Pasó el tiempo. Todos los contemporáneos murieron hasta el mismo San Martín, que
sobrevivió treinta años a su entrada triunfal a Lima. Hombres de varias generaciones se
dedicaron con afán a la búsqueda del fabuloso tesoro del virrey Pezuela. En vano
zapadores e ingenieros trataron de precisar sus misteriosos escondrijos, durante años y
años. La tierra hermética continuaba guardando su secreto, como guardó hasta hoy. Y lo
hará hasta la eternidad.
Los tesoros de Atahualpa, escondidos por indios al saber la muerte del Inca; como los que
enterraron los jesuitas cuando fueron expulsados de sus misiones; como los del mariscal
Francisco Solano López que mandó despeñar en la cataratas de Marayacú, antes que
cayeran en poder de los enemigos victoriosos. Todos quedan en el misterio.
Historiadores peruanos, entre ellos Felipe de la Barra han afirmado que es evidente la
existencia del tesoro de Pezuela, y hace dieciocho años, en 1931, dos caballeros llamados
Rosendo Mesones y Hans Cheches, de Lima, obtuvieron autorización del gobierno para
buscarlos.
Después de arduas investigaciones y trabajos que duraron hasta 1932, se halló la entrada
de la galería, pero no se encontraron vestigios del tesoro.
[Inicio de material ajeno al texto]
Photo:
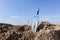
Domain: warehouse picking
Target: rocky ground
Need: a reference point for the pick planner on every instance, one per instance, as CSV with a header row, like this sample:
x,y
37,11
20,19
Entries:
x,y
45,31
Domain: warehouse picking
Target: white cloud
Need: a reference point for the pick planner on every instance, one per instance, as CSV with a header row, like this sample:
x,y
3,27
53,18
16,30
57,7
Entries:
x,y
15,17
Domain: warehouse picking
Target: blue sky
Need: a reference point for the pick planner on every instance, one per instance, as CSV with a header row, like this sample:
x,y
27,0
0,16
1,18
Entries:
x,y
19,11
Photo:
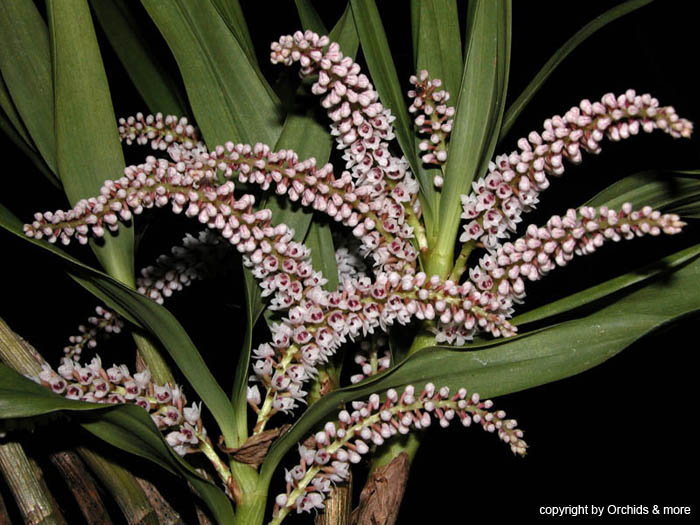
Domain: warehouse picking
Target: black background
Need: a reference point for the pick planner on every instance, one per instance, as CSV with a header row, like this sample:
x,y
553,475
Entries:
x,y
623,433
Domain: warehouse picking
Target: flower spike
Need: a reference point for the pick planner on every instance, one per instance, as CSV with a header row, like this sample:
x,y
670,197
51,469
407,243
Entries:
x,y
579,232
326,457
514,181
362,127
434,117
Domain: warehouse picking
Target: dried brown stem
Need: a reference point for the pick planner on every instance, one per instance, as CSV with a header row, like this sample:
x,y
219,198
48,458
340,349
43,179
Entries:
x,y
166,514
4,515
381,497
338,505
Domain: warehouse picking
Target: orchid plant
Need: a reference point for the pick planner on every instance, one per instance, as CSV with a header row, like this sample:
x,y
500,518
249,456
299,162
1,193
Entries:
x,y
380,278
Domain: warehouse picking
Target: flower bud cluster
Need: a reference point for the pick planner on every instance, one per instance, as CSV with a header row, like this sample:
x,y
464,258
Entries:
x,y
316,326
158,130
116,385
369,360
514,181
326,458
362,127
434,118
198,258
349,262
555,244
105,321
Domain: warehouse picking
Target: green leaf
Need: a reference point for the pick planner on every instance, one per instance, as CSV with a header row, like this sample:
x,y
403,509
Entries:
x,y
146,314
87,140
8,128
12,118
126,427
133,45
345,33
232,14
608,288
375,48
309,17
667,191
536,83
511,365
651,188
478,113
229,99
320,241
25,61
437,48
438,43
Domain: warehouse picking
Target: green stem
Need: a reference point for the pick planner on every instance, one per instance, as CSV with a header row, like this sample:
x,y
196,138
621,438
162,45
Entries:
x,y
461,262
121,484
160,371
33,501
251,511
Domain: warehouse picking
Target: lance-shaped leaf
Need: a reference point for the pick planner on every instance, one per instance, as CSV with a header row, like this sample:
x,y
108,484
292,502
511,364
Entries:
x,y
503,366
437,48
7,127
126,427
479,111
229,99
12,118
133,45
87,140
147,314
658,190
516,108
25,62
382,71
669,192
608,288
232,14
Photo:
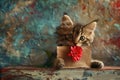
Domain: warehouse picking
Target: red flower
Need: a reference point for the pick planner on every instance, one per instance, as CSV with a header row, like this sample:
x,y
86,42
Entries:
x,y
75,53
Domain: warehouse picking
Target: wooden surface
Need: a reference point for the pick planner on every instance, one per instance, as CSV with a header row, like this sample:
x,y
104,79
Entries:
x,y
31,73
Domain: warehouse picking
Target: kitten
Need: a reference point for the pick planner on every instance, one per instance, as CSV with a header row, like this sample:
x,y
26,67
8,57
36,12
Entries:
x,y
75,34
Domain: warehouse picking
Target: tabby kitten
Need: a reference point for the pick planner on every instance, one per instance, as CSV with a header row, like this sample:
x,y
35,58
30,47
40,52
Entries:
x,y
70,34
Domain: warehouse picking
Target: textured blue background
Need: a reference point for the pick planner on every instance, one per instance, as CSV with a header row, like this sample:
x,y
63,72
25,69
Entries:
x,y
27,29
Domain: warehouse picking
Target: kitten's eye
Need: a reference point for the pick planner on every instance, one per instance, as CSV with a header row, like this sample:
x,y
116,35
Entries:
x,y
82,38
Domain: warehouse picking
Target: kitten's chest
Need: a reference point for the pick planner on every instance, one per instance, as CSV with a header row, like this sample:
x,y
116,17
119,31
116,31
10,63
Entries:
x,y
85,60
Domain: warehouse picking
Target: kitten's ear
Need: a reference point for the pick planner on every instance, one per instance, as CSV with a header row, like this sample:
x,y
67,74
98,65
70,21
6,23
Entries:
x,y
91,26
66,20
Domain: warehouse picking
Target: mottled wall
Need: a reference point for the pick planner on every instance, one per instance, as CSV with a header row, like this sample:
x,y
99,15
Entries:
x,y
27,29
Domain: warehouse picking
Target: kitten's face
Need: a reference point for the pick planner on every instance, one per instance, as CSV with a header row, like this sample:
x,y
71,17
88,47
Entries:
x,y
81,34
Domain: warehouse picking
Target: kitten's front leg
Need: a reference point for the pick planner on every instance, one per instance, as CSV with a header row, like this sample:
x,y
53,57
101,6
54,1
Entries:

Ahora, cumplidos ciento diecinueve años, existen personas que alucinadas por la fabulosa
riqueza perdida, siguen buscándola, cavando hasta los cimientos del ruinoso palacio
colonial del duque de San Carlos. Igual que los sevillanos buscan los tesoros que hace
varios siglos Samuel Levy escondió en el subsuelo del barrio morisco, para que no
cayeran en las manos ávidas del rey don Pedro, que humedeció con la sangre del
prudente y obsecado israelita.
Lo más probable es que nadie puede dar jamás con el tesoro del Virrey del Perú. Que el
general San Martín no pudo encontrar.
Por: Héctor Pedro Blomberg. Tomado de una revista argentina.